Bank Austria’s Stefan Bruckbauer sees a way out of the crisis

The chief economist of Bank Austria proposes an “easy”, though painful, solution to Europe’s debt mess.

The EU is currently engaged in an almost endless series of summits to create a long-term solution for Greece, as well a plan to ring-fence the banking system and the eurozone’s bigger peripheral countries. So it seems odd for an economist to propose an “easy” solution to the mess.

But for Stefan Bruckbauer, that solution might be quite straightforward. The chief economist of Bank Austria stresses that one cannot grasp the problem of the debt crisis without taking a bird’s eye view.

“Look at the balance sheet of the eurozone. We see huge debts on the side of governments and corporations and a big surplus on the side of private households,” he said during InvestmentEurope’s Fund Selector Forum Austria.

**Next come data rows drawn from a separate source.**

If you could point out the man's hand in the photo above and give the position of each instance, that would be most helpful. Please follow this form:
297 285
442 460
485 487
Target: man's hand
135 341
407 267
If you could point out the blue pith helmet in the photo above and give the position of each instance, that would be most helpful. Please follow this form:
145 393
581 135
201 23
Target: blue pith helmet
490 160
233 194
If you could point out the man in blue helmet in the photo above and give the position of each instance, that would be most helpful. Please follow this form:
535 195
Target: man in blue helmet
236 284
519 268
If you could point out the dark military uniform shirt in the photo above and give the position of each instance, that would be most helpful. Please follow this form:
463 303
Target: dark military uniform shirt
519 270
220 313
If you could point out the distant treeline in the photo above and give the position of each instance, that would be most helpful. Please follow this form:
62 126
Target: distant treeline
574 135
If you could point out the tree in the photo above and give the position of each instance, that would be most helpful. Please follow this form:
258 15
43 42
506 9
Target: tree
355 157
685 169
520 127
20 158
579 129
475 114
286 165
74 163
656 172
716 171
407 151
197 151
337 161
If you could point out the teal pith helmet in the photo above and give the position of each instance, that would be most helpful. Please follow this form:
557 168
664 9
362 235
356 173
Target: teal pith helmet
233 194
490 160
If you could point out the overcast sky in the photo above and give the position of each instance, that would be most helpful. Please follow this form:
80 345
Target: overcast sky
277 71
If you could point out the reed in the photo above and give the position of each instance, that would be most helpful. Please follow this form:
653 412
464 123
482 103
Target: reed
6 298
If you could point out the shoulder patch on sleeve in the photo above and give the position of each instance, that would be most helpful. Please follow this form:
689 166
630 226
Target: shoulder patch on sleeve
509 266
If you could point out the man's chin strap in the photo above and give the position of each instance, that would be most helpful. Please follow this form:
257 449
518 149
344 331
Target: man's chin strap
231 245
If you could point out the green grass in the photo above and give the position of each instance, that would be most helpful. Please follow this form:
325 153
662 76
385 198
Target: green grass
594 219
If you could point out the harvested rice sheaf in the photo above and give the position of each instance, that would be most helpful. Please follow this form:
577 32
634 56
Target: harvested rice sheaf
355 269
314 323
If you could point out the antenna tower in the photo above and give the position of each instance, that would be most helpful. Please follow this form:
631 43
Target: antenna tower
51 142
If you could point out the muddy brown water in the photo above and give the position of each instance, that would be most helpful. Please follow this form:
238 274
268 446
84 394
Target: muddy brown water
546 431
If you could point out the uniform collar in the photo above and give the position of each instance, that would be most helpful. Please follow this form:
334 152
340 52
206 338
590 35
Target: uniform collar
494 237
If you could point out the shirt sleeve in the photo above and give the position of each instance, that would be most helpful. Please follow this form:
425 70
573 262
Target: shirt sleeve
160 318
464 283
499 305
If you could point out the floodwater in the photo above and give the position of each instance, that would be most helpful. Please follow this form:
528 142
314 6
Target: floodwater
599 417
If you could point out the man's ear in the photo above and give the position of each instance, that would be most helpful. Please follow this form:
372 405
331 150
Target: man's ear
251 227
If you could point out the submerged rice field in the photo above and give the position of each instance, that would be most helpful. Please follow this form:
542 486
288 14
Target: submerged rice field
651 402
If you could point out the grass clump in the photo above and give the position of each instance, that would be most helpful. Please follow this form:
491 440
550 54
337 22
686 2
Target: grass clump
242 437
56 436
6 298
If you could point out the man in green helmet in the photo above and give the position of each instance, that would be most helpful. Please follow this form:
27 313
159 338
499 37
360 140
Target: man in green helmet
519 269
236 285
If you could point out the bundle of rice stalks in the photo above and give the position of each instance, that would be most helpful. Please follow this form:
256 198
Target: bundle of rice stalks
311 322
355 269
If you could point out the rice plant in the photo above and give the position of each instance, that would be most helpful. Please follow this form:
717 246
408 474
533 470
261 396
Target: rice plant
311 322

To be able to move the debt mountains on the side of governments, savers might see the value of their ­holdings shrink. With €12.2trn in net assets on the side of ­households, there should be room to absorb real losses on the €6.2trn in eurozone government debt. But the ­proposal is as painful for investors as it is simple.
“Governments can only get out of their debt if the holders of government debt get no real interest rate on their bonds,” Bruckbauer said.

Financial repression

The phrase “financial repression”, popularised by US scholar Carmen Reinhart, springs to mind. The senior fellow at the Peterson Institute for International ­Economics argued in a paper for the International ­Monetary Fund in May, The Liquidation of Government Debt, that governments were only able to get out the post-war debt through negative real interest rates over 20 years.

“We are not talking about hyperinflation here,” ­Bruckbauer told the fund selectors and ­portfolio managers listening to his keynote address at the Austria Forum. “Even inflation rates of four to five per cent would do the trick over ten to 20 years.”

The economist’s medicine also needs a disciplined patient, not only lower private savings. If governments started to balance their budgets and the European Central Bank keeps interest rates on long-term bonds low, even moderate nominal growth (real expansion plus inflation) might help to pay off debts quickly.

Public debt in advanced economies – today at the ­staggering level equal to economic output – could thus fall to below 90% of GDP by 2020, with an annual deficit of 2% and nominal growth of roughly 4%.

This notion does not sound completely preposterous. According to the IMF, annual nominal growth in advanced economies averaged 3.3% over the past ten years, despite the most severe recession since the Second World War.